I respect Virgin Atlantic's brave and challenging attitude and the way it goes against the grain, so I jumped at the chance to be part of the first ever Gallery in the Air.

David Cameron has given one of my paintings to President Obama. It's quite mad, really. But it's OK. It's not the kind of recognition I seek or get every day, but Cameron seems quite a positive kind of guy and Obama's a dude. I would probably have had issues if it had been for Bush.

A lot of my paintings have quite negative meanings, but painted in a bright and cheerful way.

For me, it's mostly about having stuff on the street. You're walking down the street, you do it every day, and suddenly there's something that wasn't there yesterday: something bright and cheerful and different. It might stay there for a year; maybe it will disappear.

Spraypainting a shop shutter turns an ugly, boring thing into something interesting and colourful. I think you'd have to be a pretty negative person to find fault in it.

I was brought up in south London and I started out in the world of graffiti when I was about 14 because I wanted to be part of that hooded tracksuit gang thing.

Street artists want to add something to the environment. They consider the audience, whereas graffiti writers don't care about anyone except themselves, they do it purely for the kick.

An airplane cabin isn't the first place people think of when they choose an exhibition space, but I'm all for doing things differently.

It makes me really proud to be able to use my art to spread positive messages around the world.

When I can, I enjoy working with local people to involve everyone in the community in changing their environment.

The whole world is covered in graffiti. No one cares. It's just part of urban noise.

I'm always travelling and spend a lot of time in airports so I know what it feels like to get a personal welcome home. I wish I got more of them.

I'm hoping that Abu Dhabi's first piece of street art will inspire the next generation of artists the same way that the discovery of subway art inspired me all those years ago.

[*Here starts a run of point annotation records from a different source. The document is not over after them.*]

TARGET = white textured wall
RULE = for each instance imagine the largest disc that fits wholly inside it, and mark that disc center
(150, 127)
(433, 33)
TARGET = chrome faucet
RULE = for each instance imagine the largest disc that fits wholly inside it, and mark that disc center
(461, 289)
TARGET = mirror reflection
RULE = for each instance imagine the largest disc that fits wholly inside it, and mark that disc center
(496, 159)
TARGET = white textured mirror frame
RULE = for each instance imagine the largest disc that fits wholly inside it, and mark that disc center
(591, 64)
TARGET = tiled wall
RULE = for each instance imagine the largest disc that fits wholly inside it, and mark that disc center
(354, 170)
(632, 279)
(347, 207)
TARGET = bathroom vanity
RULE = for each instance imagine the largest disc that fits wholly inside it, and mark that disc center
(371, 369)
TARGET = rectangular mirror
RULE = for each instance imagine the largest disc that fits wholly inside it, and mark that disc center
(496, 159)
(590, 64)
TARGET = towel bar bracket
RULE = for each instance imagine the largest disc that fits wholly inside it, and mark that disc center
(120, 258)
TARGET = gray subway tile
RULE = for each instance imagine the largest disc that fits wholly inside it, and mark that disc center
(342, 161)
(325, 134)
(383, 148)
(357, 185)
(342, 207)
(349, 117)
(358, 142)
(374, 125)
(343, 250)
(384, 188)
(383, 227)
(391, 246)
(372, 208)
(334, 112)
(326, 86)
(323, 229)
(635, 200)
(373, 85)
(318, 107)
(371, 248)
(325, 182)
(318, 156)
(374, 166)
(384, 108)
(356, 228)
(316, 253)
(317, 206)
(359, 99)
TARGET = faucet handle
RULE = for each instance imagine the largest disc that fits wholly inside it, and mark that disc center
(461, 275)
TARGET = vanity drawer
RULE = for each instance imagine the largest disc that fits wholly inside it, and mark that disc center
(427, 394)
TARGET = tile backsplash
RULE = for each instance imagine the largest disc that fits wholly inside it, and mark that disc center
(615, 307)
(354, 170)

I'm a long way from being a Damien Hirst.

I love to paint and beautify the most unexpected of places - I've painted everything from doorways to trains but have always wanted to do something really huge and different.

Painting on the ground was a cool challenge because you can't just stand back and see what you're doing.

All too often, when people think about art in the U.K., they think London. There's some really great work being produced outside of the capital city and I think it is important to stop and acknowledge that.

I've a lot of respect for what people are doing here in Manchester, to promote the city's creativity and Aviva Investors Manchester Art Fair has played a big role in that. I'm glad to bring my work to the North West.